Die junge, mit einem recht beeindruckenden Talent gesegnete FBI-Agentin Lee Harker (Maika Monroe) wird mit einem äußerst skurrillen Fall betraut, der sich nun schon über längere Zeit hinzieht: Familien werden, augenscheinlich von dem Familienvater, ermordet, bevor dieser sich selbst hinrichtet. An jedem Tatort bleibt eine verschlüsselte Nachricht des mysteriösen "Longlegs" zurück, den das FBI somit als den Drahtzieher der Morde ansieht, welcher die Väter dazu zwingt, diese Taten zu begehen. Als Harker den wenigen Spuren nachgeht, stößt sie schon bald auf sehr verstörende Details und kann sogar damit beginnen, die ersten Nachrichten zu entschlüsseln... bis sie eines Abends selbst eine Nachricht von "Longlegs" auf ihrem Schreibtisch findet.

Osgood Perkins, dessen neuester Film "The Monkey" gerade seit einigen Tagen in den Kinos läuft, hat als Regisseur sicherlich ein Auge für einen einnehmenden Stil, welcher dem eines Ari Aster nicht unähnlich ist. Es ist ihm möglich, eine recht unangenehme Stimmung aufzubauen, wobei man förmlich beunruhigt den Hintergrund nach seltsamen Schatten abzusuchen beginnt. Untermalt mit einem atmosphärischen Soundtrack entstehen dabei zu Beginn einige schaurige Szenen, die zwar nicht originell sind, aber einem fein und langsam den Rücken runterkriechen.
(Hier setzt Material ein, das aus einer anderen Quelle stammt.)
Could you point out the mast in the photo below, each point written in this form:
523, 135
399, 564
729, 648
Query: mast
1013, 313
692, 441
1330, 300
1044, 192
Allerdings war ich bereits in diesen Momenten ein wenig enttäuscht von dem Film, der laut vieler Kritiker der gruseligste Streifen der letzten Jahre sein soll. Denn rein inszenatorisch kennen wir diese Versatzstücke schon, haben sie in Werken von Ari Aster oder James Wan bereits eindringlicher und unheimlicher zu Gesicht bekommen, weswegen "Longlegs" eher wie eine (wenn auch stilsicher aufgezogene) Kopie daherkommt. Und leider folgt auf diesen Versuch des eindringlichen, schleichenden Grusels nicht mehr viel.
Wir sehen einen Film, der mit seiner Jagd nach einem schier übermächtigen und kaum greifbaren Serienkiller entfernt an "Sieben" erinnert. Hinweise werden gesucht, Zeugen befragt, Tatorte begutachtet. Zwischendrin darf dieser lang nur schemenhaft gezeigte Longlegs, der von einem mal wieder wahnsinnig freidrehenden und in aller Regelmäßigkeit die düstere Atmosphäre völlig zerstörenden Nicolas Cage dargestellt wird, dann auch seine comichafte Fratze präsentieren. Und nach einer völlig diffusen Auflösung, die hinten und vorne reichlich wenig Sinn ergibt und die zuvor lang und breit ausgelegten Spuren und Hinweise sehr krude zusammenordnet, gibt es ein kleines, vorhersehbares und emotional sehr kühles Finale und dann war es das. Es ist schon bezeichnend, was für einen langen Atem "Longlegs" braucht, um seine Geschichte zu erzählen, nur um diese in den letzten zehn Minuten als reichlich unoriginelle Luftblase zu präsentieren.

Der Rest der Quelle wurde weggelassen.